Axone– a 96-minute feature film based on experiences of north-easterners in major Indian cities, was screened at Hornbill Festival on Thursday.

The film was screened on the first day of the two-day Glocal International Film Festival- a part of the ongoing Hornbill Festival- at Hotel Japfü in Kohima.

Short films from around the world such as Change of Plan, S-He, Midnight Error, Enemy of the State etc. were also screened later on the day.

Axone follows a day in the life of a group of northeasterners in Delhi through a wedding, a feast, a landlord-tenant clash and shows their experiences in the big city.

The film is written and directed by Nicholas Kharkongor and it was premiered at the 63rd BFI London Film Festival in October.

The film festival is being organised by Nagaland information and public relations in association with Eastern Art Council.

“We had full houses at the London Film Festival and the Indians there said it resonated with them because when they first came to London and would cook curry, it would smell and get them into trouble,” said Kharkongor.

The viewers were full of appreciation for the movie produced by Yoodlee Films and stars actors Vinay Pathak and Sayani Gupta.

On being asked about the possibility of a sequel, Kharkongor said, “It’s important that the film does well to take up the next chapter because at the end of the day for Bombay, it’s all about the commercial success.”

It’s carefully thought out not to make it propaganda when the film is aired in cities like Mumbai and Delhi, added Kharkongor.

Gracing the inaugural programme, Nagaland minister Neiba Krone said, “Assam and Manipur have gone ahead in terms of film-making but in everything, there is a beginning.”

“Lots of programmes are being held these days but the film festival is quite an interesting one,” Krone added.

“Through the bioscope, people are getting to know us.
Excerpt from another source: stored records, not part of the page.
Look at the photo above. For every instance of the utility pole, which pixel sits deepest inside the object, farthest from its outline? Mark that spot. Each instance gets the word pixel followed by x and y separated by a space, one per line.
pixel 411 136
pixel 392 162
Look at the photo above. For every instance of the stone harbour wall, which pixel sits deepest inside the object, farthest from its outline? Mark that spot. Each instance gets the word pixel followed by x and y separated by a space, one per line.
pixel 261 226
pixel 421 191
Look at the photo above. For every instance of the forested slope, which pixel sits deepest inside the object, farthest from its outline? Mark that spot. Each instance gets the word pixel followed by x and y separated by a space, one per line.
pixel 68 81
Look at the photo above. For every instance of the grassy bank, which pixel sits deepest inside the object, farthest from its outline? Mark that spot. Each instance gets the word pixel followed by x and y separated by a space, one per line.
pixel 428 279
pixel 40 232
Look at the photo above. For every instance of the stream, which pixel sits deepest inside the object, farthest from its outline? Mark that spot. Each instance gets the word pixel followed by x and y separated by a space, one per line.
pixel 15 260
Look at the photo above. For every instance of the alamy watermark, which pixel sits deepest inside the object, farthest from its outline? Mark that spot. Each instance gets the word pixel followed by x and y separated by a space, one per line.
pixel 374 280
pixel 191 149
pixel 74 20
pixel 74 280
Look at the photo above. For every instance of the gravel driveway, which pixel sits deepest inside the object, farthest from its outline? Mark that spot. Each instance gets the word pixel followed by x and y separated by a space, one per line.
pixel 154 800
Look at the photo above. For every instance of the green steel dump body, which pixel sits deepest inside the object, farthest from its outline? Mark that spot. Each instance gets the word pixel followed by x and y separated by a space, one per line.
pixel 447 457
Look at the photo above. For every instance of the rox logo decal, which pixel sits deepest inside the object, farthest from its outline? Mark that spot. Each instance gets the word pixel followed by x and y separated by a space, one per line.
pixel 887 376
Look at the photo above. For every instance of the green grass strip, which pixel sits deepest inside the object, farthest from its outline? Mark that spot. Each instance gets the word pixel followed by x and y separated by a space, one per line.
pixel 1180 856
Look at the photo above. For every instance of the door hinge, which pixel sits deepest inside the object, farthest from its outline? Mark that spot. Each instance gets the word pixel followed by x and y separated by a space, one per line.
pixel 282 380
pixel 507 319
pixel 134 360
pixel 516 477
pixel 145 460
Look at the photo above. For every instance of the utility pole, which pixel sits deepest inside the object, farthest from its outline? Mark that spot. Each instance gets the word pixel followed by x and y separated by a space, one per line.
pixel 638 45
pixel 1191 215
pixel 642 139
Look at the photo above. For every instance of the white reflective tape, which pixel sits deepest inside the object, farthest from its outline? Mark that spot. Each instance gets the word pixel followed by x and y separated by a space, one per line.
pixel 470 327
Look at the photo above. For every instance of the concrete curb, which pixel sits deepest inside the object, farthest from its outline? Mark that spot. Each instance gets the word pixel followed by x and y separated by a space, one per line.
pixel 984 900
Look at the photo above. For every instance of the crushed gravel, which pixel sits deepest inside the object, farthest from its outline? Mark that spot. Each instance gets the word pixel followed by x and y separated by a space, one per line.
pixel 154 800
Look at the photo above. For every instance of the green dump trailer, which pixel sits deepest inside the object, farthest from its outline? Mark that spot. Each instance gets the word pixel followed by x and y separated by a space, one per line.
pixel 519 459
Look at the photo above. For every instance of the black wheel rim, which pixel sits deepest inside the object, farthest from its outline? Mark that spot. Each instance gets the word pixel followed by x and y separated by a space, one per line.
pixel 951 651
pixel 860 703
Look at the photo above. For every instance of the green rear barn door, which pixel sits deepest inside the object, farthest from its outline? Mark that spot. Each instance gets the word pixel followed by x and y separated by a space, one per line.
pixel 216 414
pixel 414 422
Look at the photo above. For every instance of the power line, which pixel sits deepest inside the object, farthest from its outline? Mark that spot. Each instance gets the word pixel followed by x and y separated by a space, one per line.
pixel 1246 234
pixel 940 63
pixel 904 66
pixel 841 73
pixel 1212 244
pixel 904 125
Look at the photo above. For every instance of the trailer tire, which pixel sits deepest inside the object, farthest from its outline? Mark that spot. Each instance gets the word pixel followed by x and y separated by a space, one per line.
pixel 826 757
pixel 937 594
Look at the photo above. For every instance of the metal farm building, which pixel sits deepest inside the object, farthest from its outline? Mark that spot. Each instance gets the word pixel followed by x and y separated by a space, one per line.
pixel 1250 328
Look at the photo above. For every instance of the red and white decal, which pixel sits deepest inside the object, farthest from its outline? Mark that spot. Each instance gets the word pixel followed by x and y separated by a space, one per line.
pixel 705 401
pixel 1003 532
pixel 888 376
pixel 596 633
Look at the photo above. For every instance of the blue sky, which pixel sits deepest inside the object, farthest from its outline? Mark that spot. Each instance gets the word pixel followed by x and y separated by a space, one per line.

Movies make us sad, happy and inspire us, but in our context educating us is the most important,” said Krone.

IPR director Limawati Ao said film production can be a lucrative and employment-generating activity in the state.

“Films can project our state and its positive aspects to the world, but most of all tell the story of the Nagas to the world,” he said.

Minister Temjen Imma Along, advisers Toshi Wungtung and Mmhonlumo Kikon and other dignitaries attended the programme.